Saltar para o conteúdo
Implementa.

Guia pillar · Usar ChatGPT em empresa

Como usar o ChatGPT numa empresa a sério (não num post do LinkedIn)

Há duas formas de usar o ChatGPT numa empresa: a que aparece no LinkedIn (prompts soltos, capturas vistosas, zero impacto) e a que reduz horas e erros a sério. Este guia é sobre a segunda. O que se segue é o que fazem as equipas que tiram ROI à IA — e o que evitam as que não.

Porque quase ninguém tira ROI ao ChatGPT (apesar de pagar 20€/mês)

73% das empresas portuguesas dizem usar IA generativa de alguma forma. 12% conseguem demonstrar poupança mensurável. A diferença não está na ferramenta — todas pagam os mesmos 20€/mês por ChatGPT Plus ou os 25€ por Team. A diferença está em três coisas: como se faz o deployment, como se treina a equipa e como se mede. O que se segue é o que fazem as equipas dos 12% — e o que evitam as dos restantes 61%.

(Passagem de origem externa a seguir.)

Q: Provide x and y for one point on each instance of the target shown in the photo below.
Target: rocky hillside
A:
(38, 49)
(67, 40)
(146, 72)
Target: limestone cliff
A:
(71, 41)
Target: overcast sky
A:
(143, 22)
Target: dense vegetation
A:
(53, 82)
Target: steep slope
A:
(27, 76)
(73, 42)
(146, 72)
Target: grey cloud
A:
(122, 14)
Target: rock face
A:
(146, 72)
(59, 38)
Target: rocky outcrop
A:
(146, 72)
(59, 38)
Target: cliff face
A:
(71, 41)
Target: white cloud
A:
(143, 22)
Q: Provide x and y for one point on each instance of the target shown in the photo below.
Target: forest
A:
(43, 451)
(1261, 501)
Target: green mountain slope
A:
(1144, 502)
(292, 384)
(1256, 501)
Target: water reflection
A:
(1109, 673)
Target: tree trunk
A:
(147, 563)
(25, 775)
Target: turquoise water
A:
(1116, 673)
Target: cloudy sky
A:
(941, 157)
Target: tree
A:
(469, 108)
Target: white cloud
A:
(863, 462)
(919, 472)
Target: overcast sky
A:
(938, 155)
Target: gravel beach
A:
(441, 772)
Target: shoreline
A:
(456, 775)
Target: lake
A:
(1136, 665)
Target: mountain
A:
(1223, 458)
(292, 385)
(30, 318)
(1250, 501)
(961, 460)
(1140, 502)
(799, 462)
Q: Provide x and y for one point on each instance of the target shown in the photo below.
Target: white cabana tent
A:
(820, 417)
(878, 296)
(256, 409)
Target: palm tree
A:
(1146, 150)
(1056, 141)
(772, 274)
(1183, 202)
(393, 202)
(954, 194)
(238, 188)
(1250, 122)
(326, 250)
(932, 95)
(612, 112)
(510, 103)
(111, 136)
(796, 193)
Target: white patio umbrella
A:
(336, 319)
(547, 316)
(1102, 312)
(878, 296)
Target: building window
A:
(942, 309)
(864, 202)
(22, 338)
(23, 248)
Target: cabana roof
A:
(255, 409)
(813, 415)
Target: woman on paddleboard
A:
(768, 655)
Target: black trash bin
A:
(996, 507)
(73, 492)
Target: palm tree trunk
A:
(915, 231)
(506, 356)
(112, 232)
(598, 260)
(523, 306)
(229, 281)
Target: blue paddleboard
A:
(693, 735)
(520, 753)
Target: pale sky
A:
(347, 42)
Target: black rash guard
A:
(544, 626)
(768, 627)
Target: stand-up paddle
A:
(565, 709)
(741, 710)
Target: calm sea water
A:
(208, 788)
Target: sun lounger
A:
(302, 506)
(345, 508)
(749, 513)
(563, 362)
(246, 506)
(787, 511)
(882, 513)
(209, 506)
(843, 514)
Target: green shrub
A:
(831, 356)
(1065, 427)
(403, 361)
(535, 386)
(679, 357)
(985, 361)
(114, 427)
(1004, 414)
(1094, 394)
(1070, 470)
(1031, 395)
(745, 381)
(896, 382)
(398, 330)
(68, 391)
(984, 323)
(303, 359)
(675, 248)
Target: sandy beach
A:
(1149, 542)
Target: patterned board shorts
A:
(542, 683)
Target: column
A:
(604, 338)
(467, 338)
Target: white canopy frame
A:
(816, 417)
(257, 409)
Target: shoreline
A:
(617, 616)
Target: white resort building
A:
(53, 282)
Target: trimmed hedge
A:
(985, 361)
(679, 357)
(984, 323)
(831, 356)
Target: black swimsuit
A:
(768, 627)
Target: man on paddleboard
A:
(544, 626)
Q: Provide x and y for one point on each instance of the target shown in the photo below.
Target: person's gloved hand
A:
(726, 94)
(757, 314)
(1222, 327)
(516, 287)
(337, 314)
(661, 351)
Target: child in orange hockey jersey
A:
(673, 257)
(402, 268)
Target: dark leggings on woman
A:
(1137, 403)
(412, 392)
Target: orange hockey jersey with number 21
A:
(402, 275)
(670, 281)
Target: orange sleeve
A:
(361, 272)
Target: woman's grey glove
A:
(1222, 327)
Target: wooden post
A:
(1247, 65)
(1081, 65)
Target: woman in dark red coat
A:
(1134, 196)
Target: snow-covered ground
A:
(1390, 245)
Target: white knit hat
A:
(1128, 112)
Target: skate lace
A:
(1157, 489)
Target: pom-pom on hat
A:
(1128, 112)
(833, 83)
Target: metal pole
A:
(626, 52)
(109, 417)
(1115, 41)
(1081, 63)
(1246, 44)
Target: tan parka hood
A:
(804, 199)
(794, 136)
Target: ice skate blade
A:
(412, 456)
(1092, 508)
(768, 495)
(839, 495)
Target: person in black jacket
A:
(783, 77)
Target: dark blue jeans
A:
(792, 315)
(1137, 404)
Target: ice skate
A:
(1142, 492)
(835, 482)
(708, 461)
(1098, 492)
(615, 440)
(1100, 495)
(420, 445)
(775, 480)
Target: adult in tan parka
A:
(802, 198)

As três condições para que o ChatGPT funcione em empresa

  1. Casos de uso claros e específicos por função. Nada de "usa o ChatGPT para o que quiseres" — sim "para esta tarefa concreta, este é o fluxo".
  2. Política de uso escrita e comunicada. Que dados não se metem, que decisões não se delegam, o que acontece se alguém violar a política.
  3. Medição de impacto real. Horas poupadas/mês por processo, não "% da equipa com conta ativa".

Casos por departamento

Vendas

Investigação prévia à reunião (LinkedIn + site do prospect + brief), redação de propostas iniciais, resumo de calls longas, geração de perguntas de discovery. ROI típico: 8-12 h/semana por SDR sénior.

Apoio ao cliente

Copiloto do agente humano: rascunhos de resposta, resumo do histórico do cliente, sugestão de tom consoante a situação. ROI típico: -50-70% do tempo de redação.

Operações

Processamento de documentos, geração de relatórios, traduções internas, transcrição de reuniões com extração de action items. ROI típico: 20-40 h/mês por pessoa em operações.

Finanças

Análise de variações orçamentais, geração de comentários para management report, conciliação inicial de discrepâncias. Limitação importante: não metas dados financeiros sensíveis no ChatGPT Free/Plus.

RH

Rascunhos de descrições de função, primeira triagem de CVs (com cuidado por viés e AI Act), comunicações internas, FAQs de colaboradores. Zona muito sensível em termos regulatórios — supervisão humana é obrigatória.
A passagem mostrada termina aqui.